Sesampainya di sekolah, Savina dan Savira langsung pamit padaku untuk masuk ke kelas. Sementara aku menuju ruang TU.

Sialnya, aku harus berpapasan dengan seorang lelaki yang sangat menyebalkan. Apa boleh buat, aku harus tetap menjaga sikap. Ya, walaupun lelaki itu tidak bisa menjaga sikapnya sendiri terhadapku.

"Pagi, Bu Santi," sapanya tersenyum lebar begitu melihatku. "Pucuk dicinta ulam pun tiba," ujarnya.

"Pagi, Pak. Maaf, saya buru-buru. Permisi ...."

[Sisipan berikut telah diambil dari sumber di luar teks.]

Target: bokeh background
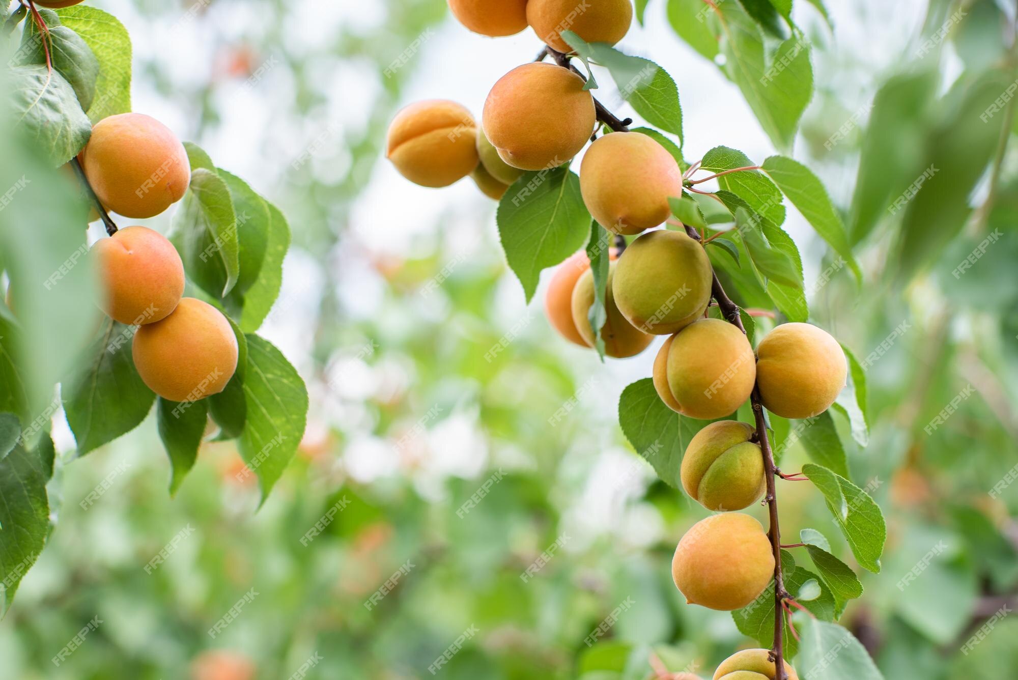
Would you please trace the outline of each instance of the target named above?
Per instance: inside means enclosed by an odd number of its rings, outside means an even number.
[[[262,334],[300,371],[312,410],[297,458],[261,509],[230,444],[204,446],[171,499],[153,418],[75,459],[58,415],[58,521],[0,621],[0,678],[288,678],[316,655],[306,677],[428,678],[474,629],[442,676],[642,679],[657,656],[710,677],[746,644],[728,614],[686,606],[672,584],[675,544],[704,511],[656,481],[618,428],[618,396],[649,375],[657,345],[602,364],[558,338],[543,291],[525,305],[504,264],[495,204],[469,180],[410,184],[383,158],[388,122],[406,103],[454,99],[479,116],[494,81],[536,54],[532,33],[469,34],[444,0],[89,2],[132,36],[134,110],[199,143],[288,217],[293,247]],[[679,40],[666,4],[651,0],[646,27],[634,24],[620,47],[675,77],[686,157],[724,144],[761,161],[773,149],[738,90]],[[817,49],[816,96],[795,156],[845,207],[878,89],[959,8],[966,19],[938,57],[943,89],[973,64],[1006,58],[1015,9],[1007,0],[828,4],[833,31],[796,3]],[[631,115],[611,91],[599,97]],[[826,148],[853,116],[858,126]],[[869,486],[889,526],[884,568],[863,576],[866,592],[843,623],[889,678],[1018,673],[1018,617],[960,651],[987,617],[1013,607],[1018,585],[1018,484],[989,495],[1018,464],[1013,149],[998,184],[983,224],[920,275],[894,280],[895,242],[878,227],[859,246],[862,287],[841,272],[810,300],[814,319],[860,358],[907,328],[868,369],[869,446],[842,438],[853,479]],[[970,201],[981,205],[987,192],[988,180]],[[829,264],[826,248],[790,212],[808,286]],[[165,230],[168,219],[150,222]],[[957,279],[980,229],[1005,236]],[[487,360],[507,333],[515,339]],[[967,386],[957,413],[927,434]],[[564,405],[568,415],[550,420]],[[792,448],[783,467],[805,460]],[[457,514],[489,479],[484,500]],[[104,480],[99,501],[82,508]],[[781,484],[780,500],[786,537],[815,527],[851,563],[810,485]],[[302,543],[332,507],[342,510]],[[897,587],[942,542],[921,577]],[[553,544],[548,564],[521,579]],[[209,628],[251,588],[258,594],[212,638]],[[609,644],[589,649],[583,639],[629,601]],[[51,657],[97,616],[98,630],[54,667]]]

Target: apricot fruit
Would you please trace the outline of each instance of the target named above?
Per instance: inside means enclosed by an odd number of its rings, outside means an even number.
[[[473,183],[477,185],[477,188],[480,189],[482,193],[489,199],[494,199],[495,201],[502,199],[502,196],[505,195],[506,189],[509,188],[508,184],[503,184],[499,180],[492,177],[491,173],[489,173],[488,170],[485,169],[485,166],[479,163],[477,164],[477,167],[473,169],[473,172],[470,173],[470,179],[472,179]]]
[[[476,123],[465,107],[433,99],[403,107],[389,125],[386,158],[421,186],[449,186],[477,167]]]
[[[550,47],[572,52],[562,40],[563,31],[572,31],[587,43],[615,45],[629,31],[633,6],[630,0],[530,0],[526,20]]]
[[[597,116],[583,78],[555,64],[532,62],[499,78],[482,119],[503,161],[522,170],[544,170],[579,153]]]
[[[237,338],[208,302],[181,298],[169,317],[137,329],[134,367],[153,392],[170,401],[196,401],[223,391],[237,369]]]
[[[121,324],[152,324],[176,308],[184,293],[180,254],[158,231],[126,227],[92,246],[103,297],[100,307]]]
[[[682,232],[661,229],[639,236],[622,252],[615,300],[636,328],[669,335],[703,316],[712,282],[703,246]]]
[[[759,597],[773,573],[774,553],[764,526],[738,512],[693,524],[672,558],[672,578],[686,601],[723,612]]]
[[[608,268],[608,283],[605,293],[605,308],[608,315],[601,330],[601,337],[605,340],[605,353],[607,355],[625,358],[639,354],[646,349],[647,345],[654,341],[654,336],[634,328],[616,306],[615,295],[612,292],[615,268],[616,263],[611,263]],[[595,343],[593,328],[587,318],[593,300],[593,272],[588,267],[576,282],[576,287],[573,288],[572,292],[573,323],[587,347],[593,347]]]
[[[103,118],[79,156],[102,204],[131,218],[159,215],[183,197],[190,162],[180,139],[140,113]]]
[[[654,374],[654,386],[669,408],[713,420],[749,398],[756,365],[742,331],[720,319],[701,319],[662,345]]]
[[[760,500],[767,486],[764,455],[738,420],[718,420],[696,433],[682,457],[682,488],[708,510],[742,510]]]
[[[526,27],[526,0],[449,0],[449,9],[482,36],[512,36]]]
[[[743,649],[726,659],[714,672],[714,680],[774,680],[777,674],[775,664],[768,658],[769,649]],[[785,675],[788,680],[799,680],[787,661]],[[739,675],[739,674],[743,675]]]
[[[525,170],[514,168],[503,161],[502,157],[499,156],[499,150],[488,140],[484,130],[477,130],[477,157],[488,174],[503,184],[512,184],[525,172]]]
[[[782,324],[756,347],[764,407],[786,418],[826,411],[845,387],[848,362],[831,334],[811,324]]]
[[[579,186],[601,226],[616,234],[638,234],[672,214],[668,199],[682,195],[682,171],[647,135],[612,132],[583,154]]]

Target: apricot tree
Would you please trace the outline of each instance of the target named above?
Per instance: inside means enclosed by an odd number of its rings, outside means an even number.
[[[0,612],[55,517],[61,411],[83,456],[155,404],[171,494],[214,437],[235,441],[264,500],[307,410],[296,371],[256,333],[279,295],[285,218],[131,110],[127,31],[78,2],[21,0],[2,17]],[[120,219],[174,204],[168,236]]]
[[[521,30],[518,16],[480,25],[476,17],[491,4],[450,0],[471,31]],[[726,74],[781,151],[789,149],[812,93],[810,46],[790,4],[704,0],[700,13],[696,3],[674,3],[672,16],[683,24],[680,35],[700,31],[697,22],[717,41]],[[637,13],[645,6],[637,2]],[[477,135],[474,164],[485,182],[496,175],[488,145],[500,170],[515,169],[498,179],[505,185],[498,191],[478,185],[499,199],[502,245],[527,300],[541,271],[565,261],[546,308],[567,340],[621,358],[640,353],[656,335],[668,336],[653,378],[623,391],[619,420],[662,479],[719,513],[679,542],[675,584],[690,604],[732,611],[738,628],[766,648],[733,656],[715,678],[795,678],[789,662],[800,641],[810,665],[833,655],[824,677],[879,678],[862,645],[834,623],[848,600],[861,594],[857,577],[812,529],[800,542],[783,543],[778,513],[779,480],[811,480],[859,565],[879,571],[884,519],[850,480],[844,452],[825,451],[824,464],[794,474],[779,467],[781,452],[803,430],[837,438],[831,408],[866,444],[865,375],[850,351],[807,323],[801,257],[782,229],[785,201],[859,280],[846,229],[819,179],[787,155],[754,164],[719,146],[686,160],[675,80],[658,64],[613,47],[629,30],[632,10],[626,0],[580,6],[529,0],[527,22],[546,47],[535,61],[494,81],[480,128],[459,105],[447,105],[456,115],[437,117],[429,104],[411,104],[393,121],[390,158],[408,179],[445,185],[453,174],[474,171],[458,165],[459,150],[462,137]],[[765,31],[785,38],[765,48],[753,42]],[[592,96],[600,68],[648,126],[632,127]],[[393,135],[410,127],[430,135],[429,153],[412,169],[391,146]],[[572,160],[590,140],[577,175]],[[719,189],[701,188],[709,180]],[[613,246],[617,262],[610,262]],[[789,323],[759,339],[778,318]],[[761,498],[767,529],[733,512]],[[795,548],[808,548],[802,552],[811,568],[801,566],[790,552]]]

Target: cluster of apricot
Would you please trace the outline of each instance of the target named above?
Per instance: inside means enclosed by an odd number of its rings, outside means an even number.
[[[96,123],[78,161],[103,207],[130,218],[159,215],[184,195],[190,181],[180,140],[137,113]],[[221,392],[237,367],[237,339],[216,307],[182,297],[184,266],[173,243],[158,231],[132,226],[96,241],[90,252],[103,311],[138,327],[131,354],[145,384],[171,401]]]

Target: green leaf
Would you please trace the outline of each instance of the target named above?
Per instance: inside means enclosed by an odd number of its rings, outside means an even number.
[[[60,25],[56,12],[49,9],[39,11],[49,29],[50,60],[53,68],[66,78],[74,90],[81,109],[88,111],[96,95],[99,59],[80,36],[67,26]],[[35,21],[25,22],[24,33],[21,34],[21,46],[14,59],[18,65],[46,65],[43,38]]]
[[[776,147],[788,150],[813,94],[813,70],[805,38],[793,36],[766,49],[761,30],[736,2],[718,5],[724,70],[738,86]]]
[[[796,617],[801,641],[798,664],[809,680],[884,680],[865,647],[836,623]]]
[[[735,212],[735,224],[739,229],[742,242],[746,244],[749,258],[753,265],[768,280],[774,280],[786,286],[800,287],[798,273],[792,259],[783,250],[771,245],[764,237],[762,231],[753,224],[753,218],[743,208]]]
[[[864,491],[826,467],[807,463],[802,466],[802,472],[824,494],[828,509],[859,565],[880,572],[881,554],[887,539],[880,506]]]
[[[240,243],[230,189],[218,174],[205,168],[191,173],[170,240],[188,278],[217,298],[230,292],[240,275]]]
[[[78,373],[63,384],[61,396],[78,455],[130,432],[152,408],[156,395],[134,369],[132,336],[131,327],[107,319]]]
[[[0,618],[50,533],[53,458],[53,440],[45,436],[35,449],[19,443],[0,459]]]
[[[92,123],[64,76],[39,65],[15,66],[10,73],[14,123],[54,167],[77,156],[92,136]]]
[[[669,197],[668,205],[672,208],[672,215],[682,224],[687,224],[696,229],[706,229],[706,218],[703,217],[703,213],[700,212],[696,202],[689,196],[683,195],[679,199],[674,196]],[[736,261],[738,261],[737,257]]]
[[[307,390],[282,352],[248,334],[243,391],[247,417],[238,445],[247,467],[258,474],[265,503],[303,437]]]
[[[689,440],[711,422],[682,417],[666,406],[649,378],[629,385],[619,397],[622,433],[658,476],[675,489],[682,489],[679,468]]]
[[[156,401],[156,423],[166,453],[170,456],[173,475],[170,478],[170,496],[177,493],[184,475],[194,465],[197,449],[208,421],[209,407],[206,399],[197,401]]]
[[[930,175],[902,220],[896,250],[899,280],[927,265],[965,226],[972,213],[969,196],[1008,122],[1003,113],[987,112],[1013,81],[1013,74],[996,70],[975,78],[963,76],[945,97],[947,113],[930,131],[920,170]]]
[[[849,232],[853,243],[888,217],[892,197],[919,174],[937,80],[936,69],[909,71],[890,78],[876,92],[852,196]]]
[[[279,297],[283,283],[283,260],[290,247],[290,226],[286,218],[271,203],[266,202],[266,206],[270,221],[265,259],[258,279],[244,293],[244,309],[240,316],[240,328],[244,333],[253,333],[262,326]]]
[[[75,5],[57,11],[60,21],[88,44],[99,60],[96,97],[89,107],[92,122],[131,111],[130,36],[112,14],[91,5]]]
[[[799,441],[809,457],[819,465],[847,477],[848,459],[831,413],[824,411],[812,418],[801,420],[800,424],[803,427],[796,431],[799,432]]]
[[[649,59],[623,54],[605,43],[587,43],[572,31],[563,31],[562,40],[584,61],[606,67],[619,94],[648,123],[682,139],[679,89],[668,71]]]
[[[816,529],[802,529],[799,541],[806,544],[809,559],[836,599],[846,601],[862,596],[859,577],[851,567],[831,554],[831,546],[824,534]]]
[[[848,262],[855,278],[862,280],[859,264],[852,254],[852,246],[845,233],[845,225],[835,210],[831,196],[823,182],[809,168],[784,156],[772,156],[764,161],[764,171],[792,202],[802,217],[806,218],[821,238],[826,240],[835,252]],[[739,173],[741,174],[741,173]]]
[[[590,271],[593,272],[593,304],[587,313],[590,328],[598,329],[595,334],[595,349],[598,356],[605,360],[605,339],[601,331],[608,322],[608,308],[605,306],[605,296],[608,294],[609,249],[612,236],[597,220],[590,220],[590,240],[586,244],[586,257],[590,261]]]
[[[826,584],[817,583],[817,576],[810,571],[796,566],[795,558],[787,550],[781,551],[781,568],[785,581],[785,588],[793,598],[798,598],[800,592],[808,596],[815,596],[809,600],[799,602],[800,605],[812,612],[818,619],[834,620],[836,603],[834,596],[827,588]],[[815,586],[819,585],[819,594],[815,592]],[[811,590],[811,592],[810,592]],[[756,600],[746,607],[732,612],[732,620],[735,626],[743,635],[747,635],[761,646],[770,647],[774,643],[774,580],[757,596]],[[785,658],[793,659],[798,650],[798,644],[792,631],[788,627],[787,619],[784,621],[784,642]]]
[[[866,373],[855,354],[845,345],[841,348],[845,350],[848,358],[848,380],[845,389],[841,391],[838,398],[832,404],[832,408],[839,411],[848,418],[852,429],[852,439],[856,444],[865,447],[869,444],[869,424],[866,416]]]
[[[715,147],[703,155],[702,170],[723,172],[735,168],[751,167],[753,162],[745,154],[728,147]],[[742,199],[749,208],[776,225],[785,222],[785,206],[781,191],[774,182],[758,170],[743,170],[718,177],[718,185]]]
[[[238,254],[240,274],[231,294],[242,295],[258,279],[269,245],[269,228],[272,216],[269,206],[247,183],[222,168],[219,176],[226,182],[233,200],[233,213],[237,218],[237,237],[240,242]]]
[[[714,10],[703,0],[668,0],[668,22],[689,47],[705,59],[715,60],[720,49],[708,18]]]
[[[527,302],[541,270],[557,265],[586,242],[590,214],[579,177],[568,167],[527,172],[502,196],[496,213],[502,249],[523,284]]]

Aku hendak tak menghiraukannya. Akan tetapi, dia malah bertanya, "Bu Santi mau ke mana?"

"Saya mau menemui Pak Handoko. Mau melunasi biaya administrasi sekolah kedua putri saya, Pak," jawabku.

"Pak Handoko izin hari ini. Jadi, Bu Santi bisa membayarnya langsung kepada saya saja."

Apa?! Ah, kenapa harus berhadapan lagi dengan orang ini, sih?

"Mari ikut ke ruangan saya, Bu Santi," ajaknya.

Apa boleh buat, aku pun mengikuti ke mana kepala sekolah itu melangkah. Hingga kami pun sampai di sebuah ruangan bertuliskan 'Ruang Kepala Sekolah'.

"Silakan masuk dan silakan duduk, Bu Santi," katanya mempersilakan.

Aku bergerak canggung menuju sebuah kursi, berhadapan dengan Pak Bambang. Kemudian aku pun duduk.

"Jadi, apa maksud kedatangan Bu Santi menemui saya?" tanyanya seraya mengedipkan sebelah matanya.

"Maaf, Pak. Saya ke sini bukan untuk menemui Anda, tetapi untuk melunasi seluruh kekurangan biaya administrasi sekolah kedua putri saya!" tegasku tak basa-basi.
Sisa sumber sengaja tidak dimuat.